The visuals in the game are nice but not terribly unique. It’s the quirky, deformed art style we’ve seen in every platformer / puzzler since Crash Bandicoot – big red toadstools, lanky, large headed characters, the slimy greens and browns of the foul ‘corrupted’ swampland. Nothing here to write home about, but it’s all done nicely and suits the feel of the game. The now ubiquitous cel shading is back for another game, but it’s something the Unity engine seems built to do, and looks good on a mobile screen. Much of the same can be said for the audio – it’s nice and functional, it works, but it’s not going to be something you’re humming at work for days.
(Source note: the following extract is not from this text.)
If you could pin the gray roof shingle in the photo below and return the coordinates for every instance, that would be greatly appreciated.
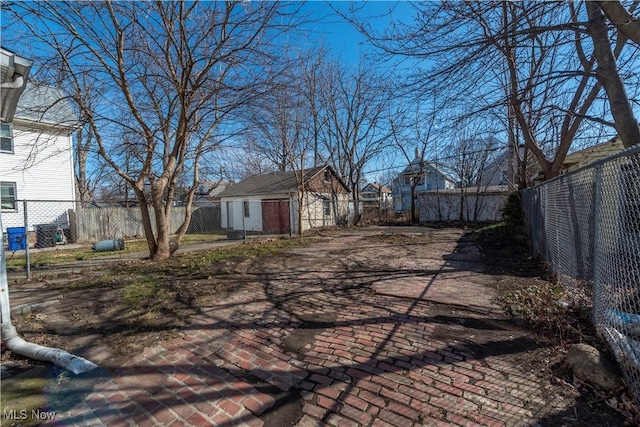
(45, 104)
(278, 183)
Also, some of the sound effects the in-game creatures make are incredibly grating after awhile, and I found myself turning off the SFX pretty early on.

The game currently consists of 72 levels spread over three game worlds. Given the games difficulty, it’s enough to keep you busy for a good long time, especially if you’re up to the task of getting top scores on every level. If you like your puzzlers tough, it’s good value for money and should keep you occupied on those long commutes over the run up to Christmas.


  • Solidly challenging gameplay.
  • An abundance of levels will keep you going for a long time.
  • Pretty, if uninspiring graphics and music
  • INSANE jump in difficulty, from childs play to hellish brain-torture.
  • Frustrating camera angles.
  • Occasionally shonky controls can be irksome.
Final Score:
[xrr rating=6/10]
If you like ’em tough, and you’re patient, then this is for you. If not, then avoid (or risk going bald with frustration.)